What these institutions did not realize is that the two elements of Bitcoin, virtual currency and the blockchain technology that powers it, (distributed ledger), were two separate entities. It’s understandable why they would confuse these two concepts and morph them into one. Sine then, the banking industry has become a lot more informed on the blockchain technology itself. By implementing it, banks realized they could process transactions faster and cheaper while also securing all the data included.
UBS and Barclays were the first to welcome Ethereum. Just a few days after the decentralized platform launched in July 2015, the two financial institutions announced they will be experimenting with its blockchain features.
It took some time, but the rest soon followed. This month alone saw three major global banks begin to test private blockchains using Ethereum.
The Royal Bank of Scotland (RBS) announced Emerald, a private blockchain to produce faster and transparent domestic payments. One of the reasons for choosing Ethereum was the platform’s key feature, smart contracts. These electronic, tamper-proof agreements are time-stamped on the blockchain, therefore they prevent any disputes. RBS explained Ethereum’s smart contracts were the best on the public domain.
RBS stated in Emerald’s technical paper:
“The developers liked the idea of the freedom of a smart contract platform, where the smart contract defines the functionality, over a specific product which is well suited to this application but has less inbuilt flexibility.”
Just this week, Bank of America Merrill Lynch (BAML) and JPMorgan revealed projects that were built using the platform.

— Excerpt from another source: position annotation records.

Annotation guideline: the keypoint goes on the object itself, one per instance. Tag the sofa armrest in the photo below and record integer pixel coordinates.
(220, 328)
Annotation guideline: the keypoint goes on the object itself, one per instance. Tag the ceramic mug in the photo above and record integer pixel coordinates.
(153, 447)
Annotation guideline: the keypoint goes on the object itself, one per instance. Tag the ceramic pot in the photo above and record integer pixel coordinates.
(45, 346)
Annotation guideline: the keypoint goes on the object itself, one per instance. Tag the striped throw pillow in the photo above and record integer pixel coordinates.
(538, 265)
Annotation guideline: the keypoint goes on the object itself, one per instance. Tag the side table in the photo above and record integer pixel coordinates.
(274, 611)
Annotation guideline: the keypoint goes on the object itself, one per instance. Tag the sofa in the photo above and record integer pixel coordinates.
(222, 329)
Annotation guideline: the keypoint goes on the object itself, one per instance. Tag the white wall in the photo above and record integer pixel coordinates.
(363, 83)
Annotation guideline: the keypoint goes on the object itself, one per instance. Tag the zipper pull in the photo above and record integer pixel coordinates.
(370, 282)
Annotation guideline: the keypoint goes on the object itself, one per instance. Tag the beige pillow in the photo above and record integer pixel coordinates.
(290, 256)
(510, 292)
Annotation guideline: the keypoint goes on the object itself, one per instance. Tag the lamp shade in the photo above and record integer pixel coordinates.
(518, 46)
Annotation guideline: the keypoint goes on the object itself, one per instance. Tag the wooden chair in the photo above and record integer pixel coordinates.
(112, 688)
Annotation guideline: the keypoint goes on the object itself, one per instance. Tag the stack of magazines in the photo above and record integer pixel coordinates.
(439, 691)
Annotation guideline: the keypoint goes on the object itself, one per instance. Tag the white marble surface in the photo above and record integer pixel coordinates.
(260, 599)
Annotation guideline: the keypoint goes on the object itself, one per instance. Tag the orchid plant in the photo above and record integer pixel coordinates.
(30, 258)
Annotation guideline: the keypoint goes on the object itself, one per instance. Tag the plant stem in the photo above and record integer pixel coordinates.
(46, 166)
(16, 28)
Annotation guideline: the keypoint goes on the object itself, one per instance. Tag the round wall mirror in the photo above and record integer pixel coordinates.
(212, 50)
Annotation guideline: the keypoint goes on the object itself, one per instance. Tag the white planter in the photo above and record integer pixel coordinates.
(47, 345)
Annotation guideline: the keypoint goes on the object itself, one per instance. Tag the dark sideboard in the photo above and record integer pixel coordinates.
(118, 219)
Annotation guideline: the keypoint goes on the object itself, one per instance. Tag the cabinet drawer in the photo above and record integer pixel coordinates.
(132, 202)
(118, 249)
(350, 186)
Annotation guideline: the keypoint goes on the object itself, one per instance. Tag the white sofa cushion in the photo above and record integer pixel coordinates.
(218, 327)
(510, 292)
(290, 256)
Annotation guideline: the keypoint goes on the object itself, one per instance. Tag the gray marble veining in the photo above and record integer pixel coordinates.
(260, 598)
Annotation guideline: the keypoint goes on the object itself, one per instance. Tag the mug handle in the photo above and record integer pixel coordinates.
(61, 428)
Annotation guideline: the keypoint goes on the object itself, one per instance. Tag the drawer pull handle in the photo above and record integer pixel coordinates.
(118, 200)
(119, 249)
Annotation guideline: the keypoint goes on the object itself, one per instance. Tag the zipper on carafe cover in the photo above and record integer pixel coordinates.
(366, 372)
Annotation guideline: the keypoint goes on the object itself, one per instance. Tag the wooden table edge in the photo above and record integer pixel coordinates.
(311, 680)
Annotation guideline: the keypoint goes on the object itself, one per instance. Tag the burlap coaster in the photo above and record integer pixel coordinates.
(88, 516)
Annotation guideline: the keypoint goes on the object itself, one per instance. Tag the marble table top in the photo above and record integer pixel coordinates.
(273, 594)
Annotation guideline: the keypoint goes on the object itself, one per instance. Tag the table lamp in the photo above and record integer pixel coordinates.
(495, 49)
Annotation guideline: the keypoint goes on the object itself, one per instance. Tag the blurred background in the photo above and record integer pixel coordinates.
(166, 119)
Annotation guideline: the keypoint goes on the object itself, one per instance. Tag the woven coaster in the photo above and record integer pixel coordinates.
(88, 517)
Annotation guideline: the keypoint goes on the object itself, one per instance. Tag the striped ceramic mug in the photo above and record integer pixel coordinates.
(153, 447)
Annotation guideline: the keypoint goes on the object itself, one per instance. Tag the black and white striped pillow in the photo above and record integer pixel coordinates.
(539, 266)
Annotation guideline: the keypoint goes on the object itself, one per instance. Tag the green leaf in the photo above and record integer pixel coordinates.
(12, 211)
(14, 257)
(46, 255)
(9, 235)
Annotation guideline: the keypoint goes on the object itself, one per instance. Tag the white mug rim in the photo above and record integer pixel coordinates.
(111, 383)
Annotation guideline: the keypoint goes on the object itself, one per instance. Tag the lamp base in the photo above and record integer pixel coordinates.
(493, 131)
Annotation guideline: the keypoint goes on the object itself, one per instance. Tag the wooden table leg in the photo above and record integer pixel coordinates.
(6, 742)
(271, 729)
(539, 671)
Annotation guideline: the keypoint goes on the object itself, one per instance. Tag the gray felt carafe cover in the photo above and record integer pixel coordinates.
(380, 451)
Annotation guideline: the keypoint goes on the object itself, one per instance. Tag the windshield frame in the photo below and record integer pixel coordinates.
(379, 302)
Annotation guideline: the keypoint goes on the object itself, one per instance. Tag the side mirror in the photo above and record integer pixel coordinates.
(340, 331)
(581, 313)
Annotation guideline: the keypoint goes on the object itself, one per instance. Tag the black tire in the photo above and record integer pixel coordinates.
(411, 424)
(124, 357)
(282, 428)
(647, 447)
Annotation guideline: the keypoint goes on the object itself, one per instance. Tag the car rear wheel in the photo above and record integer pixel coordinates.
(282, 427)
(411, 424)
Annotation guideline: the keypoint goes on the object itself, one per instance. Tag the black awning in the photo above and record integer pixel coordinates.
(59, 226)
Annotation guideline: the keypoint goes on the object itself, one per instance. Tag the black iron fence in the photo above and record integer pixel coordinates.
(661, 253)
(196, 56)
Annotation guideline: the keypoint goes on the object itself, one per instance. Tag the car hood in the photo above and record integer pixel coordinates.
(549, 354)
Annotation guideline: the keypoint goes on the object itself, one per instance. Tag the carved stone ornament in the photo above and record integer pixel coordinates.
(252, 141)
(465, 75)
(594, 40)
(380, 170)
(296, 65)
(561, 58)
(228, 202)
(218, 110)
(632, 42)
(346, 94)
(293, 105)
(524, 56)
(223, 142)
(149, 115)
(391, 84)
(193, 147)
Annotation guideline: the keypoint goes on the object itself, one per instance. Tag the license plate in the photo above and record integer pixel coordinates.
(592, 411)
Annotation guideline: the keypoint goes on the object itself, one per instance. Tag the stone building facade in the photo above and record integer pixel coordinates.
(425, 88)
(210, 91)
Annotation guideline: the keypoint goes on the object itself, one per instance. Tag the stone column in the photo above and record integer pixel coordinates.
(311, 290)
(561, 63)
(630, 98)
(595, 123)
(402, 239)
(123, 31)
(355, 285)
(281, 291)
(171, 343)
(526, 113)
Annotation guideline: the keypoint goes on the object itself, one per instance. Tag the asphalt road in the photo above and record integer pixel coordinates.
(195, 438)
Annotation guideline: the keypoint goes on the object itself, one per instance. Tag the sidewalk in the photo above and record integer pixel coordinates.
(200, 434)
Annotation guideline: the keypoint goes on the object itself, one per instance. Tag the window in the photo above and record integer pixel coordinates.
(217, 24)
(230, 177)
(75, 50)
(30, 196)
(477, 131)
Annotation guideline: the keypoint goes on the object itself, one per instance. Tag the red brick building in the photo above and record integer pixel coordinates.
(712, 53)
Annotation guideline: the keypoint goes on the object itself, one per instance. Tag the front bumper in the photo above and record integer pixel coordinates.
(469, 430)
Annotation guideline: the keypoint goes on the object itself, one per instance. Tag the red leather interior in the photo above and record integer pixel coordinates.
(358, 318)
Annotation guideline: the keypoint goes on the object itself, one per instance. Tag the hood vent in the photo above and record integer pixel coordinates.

BAML partnered with Microsoft to develop safer and cheaper transactions. The bank will use Microsoft’s cloud computing platform, Azure Blockchain-as-a-Service, to change the financial trading system. This project will not only minimize any third-party risk but also reduce the time of the transactions; which is usually time-consuming and costly.
J.P. Morgan released a small presentation confirming they will be using the Ethereum platform to develop Quorum. By getting a little help from EthLab, whose co-founder, Jeffrey Wilcke, is also one of the founders of Ethereum, J.P. Morgan will create private blockchains that handle faster transactions in order to encrypt and protect data.
Perhaps the biggest headline involving Ethereum and the financial market came at the end of last year. R3, a blockchain company based in New York. They were able to organize a consortium of over 50 financial institutions to collaborate on designing and applying blockchain technology to the global markets.
Since Ethereum’s launch, it has held two major conferences to allow developers to present future applications built on the platform. This year’s conference, Devcon2, received multiple sponsors including a gold sponsorship from Santander. Building on that announcement, the bank partnered with the Ethereum Blockchain Explorer, Ether.Camp, to create CashETH. The CashETH concept allows Santander account holders to easily transfer their fiat currency into tokens on the Ethereum blockchain.
The most compelling development was in January 2016. R3, along with 11 banks, conducted their first distributed ledger experiment using Ethereum and Microsoft Azure’s Blockchain-as-a-Service. R3 connected with banks such as Barclays, HSBC, Royal Bank of Scotland, and UBS. Since then, R3 has tested five more blockchains with over 40 different banks.
The support towards Ethereum and blockchain technology is intended to grow rapidly over the next few years. IBM administered two different studies involving 200 banks and 200 financial markets. The studied revealed 15 percent of banks and 14 percent of financial markets will have a blockchain solution by next year. That adoption will increase as 65 percent of banks claimed they will have a blockchain project in production within the next three years.